腦子里里的想法又在跳動著,趕緊從水潭邊用口杯打來了一些潭水到洗漱的軟袋里,放到二傻的旁邊,用自己的洗漱毛巾幫他擦了擦手和臉,雖然二傻看起來還有些昏昏沉沉想睡的,不過,看起來比先前好了許多,至少沒有爬起來再亂跑,發狂,——,一系列的情況發生,又到水潭邊舀了一些干淨的水,把毛巾洗了,捂著二傻的頭上,不停地洗換毛巾,燒倒是退了一些。
聶小瓊顧不得自己也需要洗漱一翻了,仍然一刻不敢大意地守在二傻旁邊,為他不停地換洗,讓二傻的臉和手看起來干淨了許多,正打算幫二傻的頭發給絞了,這樣會更精神一些,就听到不遠處傳來了「沽沽」地叫聲。
聶小瓊不用扭頭看,就明白是許茹,暗想茹已經忍到了極限,看起來實在是餓得不行了,此時正坐起來眼巴巴地看著聶小瓊,似乎在提醒聶小瓊先前說過的話,聶小瓊沒有言語,低頭舀飯,這時候,無意中掃了她一眼,發現許茹的眼楮發亮,暗想,此時讓她吃正合適,還是用那塑料軟碗盛了遞給她。
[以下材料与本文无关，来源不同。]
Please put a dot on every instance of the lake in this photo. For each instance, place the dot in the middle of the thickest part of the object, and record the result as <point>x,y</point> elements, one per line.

許茹此時看起來有些激動,眼淚都要出來了,接過那碗飯,猛猛地吃了起來,馬上又慢了下去,似乎害怕太不經餓,再慢了些——,聶小瓊看了看飯盒里的飯還可以均三五碗的樣子,暗想從昨晚到現在了,自己幾乎一直沒有吃飯,就是先前吃了一些水草,看著許茹吃得那麼香。
聶小瓊不自覺地從往嘴里塞了一些水草,感覺飽了許多,「你吃的怎麼這麼少?」許茹問道。「不餓就行了」聶小瓊道,又忙著為二傻換洗毛巾,許茹此時吃個半飽,不過,卻十分的滿意,兩人又一起到了潭邊,想舀一些水為二傻冼換,聶小瓊又拔了一些水草,讓許茹償一償。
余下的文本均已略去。